Whenever he lived on campus after his 1994 ordination, Scheidler served as chaplain of the Notre Dame Folk Choir, where he sang a robust bass. The choir’s founding director, Steven C. Warner ’80M.A., dedicated his composition, “Crux Fidelis,” to him — a meditation on the constitutions of the Congregation of Holy Cross.
In the last days of the illness that took Scheidler’s life, family and friends consoled each other by sharing orange examples of everything they encountered, an homage to the priest’s favorite color, which he wore whenever he wasn’t in clerical attire. Father David Scheidler died June 6 in Maywood, Illinois. He was 55.
On Fridays before home football games, the office of Paul F. Conway received a steady stream of visitors. The guests were former students, back on campus with their families to say hello and catch up with their former professor. Whenever someone turned up, “He would stop what he was doing and give you his full attention and as much time as you needed,” recalls finance professor Carl Ackermann, a close friend. “He was the finest person I have ever known.”
Conway was a finance professor in what is now the Mendoza College of Business from 1956 to 2006. A native of Troy, New York, he served in the U.S. Navy during World War II aboard the USS Missouri, witnessed the signing of the peace treaty that ended that conflict and remained on the ship during its postwar world tour.
He was active in many circles at Notre Dame. He served more than two decades on the Faculty Senate and was a member of both the Faculty Affairs Committee of the Board of Trustees and the Faculty Board of Athletics. He was a founding member of the former University Club and served as board chairman for many years. Conway displayed his faith in numerous roles at Sacred Heart Parish, including serving on the parish and finance councils. He enjoyed jokes, puns and solving puzzles and had a hearty laugh. Known as a champion of the underdog, he always insisted that everyone be treated fairly.

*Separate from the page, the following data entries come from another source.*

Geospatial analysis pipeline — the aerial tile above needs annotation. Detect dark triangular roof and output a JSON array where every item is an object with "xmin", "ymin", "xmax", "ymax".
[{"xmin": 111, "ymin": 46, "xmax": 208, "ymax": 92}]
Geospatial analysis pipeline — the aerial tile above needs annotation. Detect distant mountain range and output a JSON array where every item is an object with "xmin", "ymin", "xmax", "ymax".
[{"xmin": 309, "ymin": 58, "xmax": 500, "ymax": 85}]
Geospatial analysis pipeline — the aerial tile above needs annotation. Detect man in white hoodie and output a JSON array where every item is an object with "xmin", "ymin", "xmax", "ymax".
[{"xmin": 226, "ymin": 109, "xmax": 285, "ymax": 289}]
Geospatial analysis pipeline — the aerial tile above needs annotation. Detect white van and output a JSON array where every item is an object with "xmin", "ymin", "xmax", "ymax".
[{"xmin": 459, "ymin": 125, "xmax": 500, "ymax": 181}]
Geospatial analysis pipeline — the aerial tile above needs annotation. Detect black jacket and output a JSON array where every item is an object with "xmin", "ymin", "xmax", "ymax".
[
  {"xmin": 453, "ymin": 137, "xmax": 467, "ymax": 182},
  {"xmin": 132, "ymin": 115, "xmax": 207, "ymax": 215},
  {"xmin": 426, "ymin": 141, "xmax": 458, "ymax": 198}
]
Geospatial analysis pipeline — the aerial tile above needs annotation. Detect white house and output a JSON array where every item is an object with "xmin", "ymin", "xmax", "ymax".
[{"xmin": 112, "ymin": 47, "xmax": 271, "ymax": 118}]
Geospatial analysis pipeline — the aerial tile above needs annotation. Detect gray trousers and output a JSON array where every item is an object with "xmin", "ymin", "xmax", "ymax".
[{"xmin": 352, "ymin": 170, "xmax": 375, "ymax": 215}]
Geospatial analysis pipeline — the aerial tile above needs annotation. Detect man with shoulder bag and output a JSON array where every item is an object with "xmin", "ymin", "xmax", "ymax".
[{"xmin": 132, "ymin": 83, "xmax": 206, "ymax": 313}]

Conway died June 6 at age 94. He is survived by a daughter, a son and six grandchildren. His wife, Emily, preceded him in death in 2018. An annual Paul F. Conway Award honors a senior finance major of keen intellect who enriches the ideals of Notre Dame.
Kwang-Tzu Yang left his native China in 1948 to study and work in the United States, but often returned to Asia as a guest lecturer even during his retirement. A professor emeritus of aerospace and mechanical engineering who specialized in studies of heat transfer, Yang died July 29. He was 93.
Born in Suzhou, China, Yang attended the Illinois Institute of Technology, where he earned his bachelor’s, master’s and doctoral degrees under the supervision of renowned physicist Max Jakob. In 1955, he arrived at Notre Dame, where he would serve as department chair and was named the Viola D. Hank Professor of Aerospace and Mechanical Engineering in 1986. His contributions to the field of heat transfer — the generation, use, conversion and exchange of thermal energy — earned him many prestigious professional honors.
After retiring from research and teaching in 1998, Yang continued to travel and lecture. “People all over the world knew K.T.,” said Professor Joseph M. Powers, a department colleague and friend. “He was a gentleman: kind, gracious, always cheerful and wise.”
Yang played viola in the South Bend Symphony Orchestra. His family was musically inclined and sometimes presented group performances for small audiences. He is survived by his wife of 68 years, Heather, as well as their five children, 15 grandchildren and three great-grandchildren.